Jukebox

The Jukebox is an automated coin-operated music player which plays individual songs. The differentiating factor of the Jukebox from a simple coin-operated record player is the ability of an automated machine to replace live music in a restaurant or bar.

Background

Louis Glass and William Arnold modified Edison’s record players to operate by coins. These contained multiple listening stations before the introduction of the loudspeaker. Eventually, these record players evolved but, until the 1930s, they were not for widespread use. You couldn’t dance to the early Edison phonographs.

Literature often confused and co-mingles the Jukeboxe and the Nickelodeon. However, they’re entirely separate.

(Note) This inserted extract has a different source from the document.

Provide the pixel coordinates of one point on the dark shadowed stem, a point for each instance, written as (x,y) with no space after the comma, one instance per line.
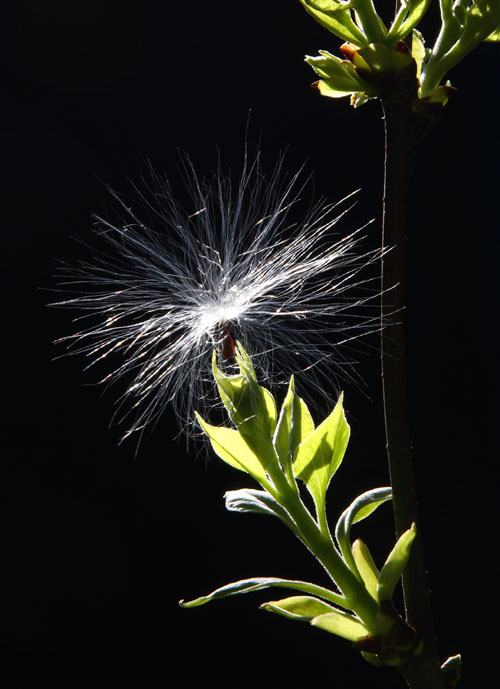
(399,146)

However, player pianos existed since the late 1880s, including coin-operated models. By 1896, the Wurlitzer company was selling coin-operated player pianos. In 1924, de Forest’s electric tube amplifier enabled amplified music and the Jukeboxes that followed.

Golden Years of Jukeboxes

In the early 1930s, Americans lacked both money and fun. The Great Depression and prohibition of alcohol put a damper on the fun. Phonographs were not expensive but were not free, and neither were the recordings.

In response, various inventors created the modern Jukebox. It is a machine that plays 45rpm single-song recordings over a loudspeaker, one after another, for an affordable price.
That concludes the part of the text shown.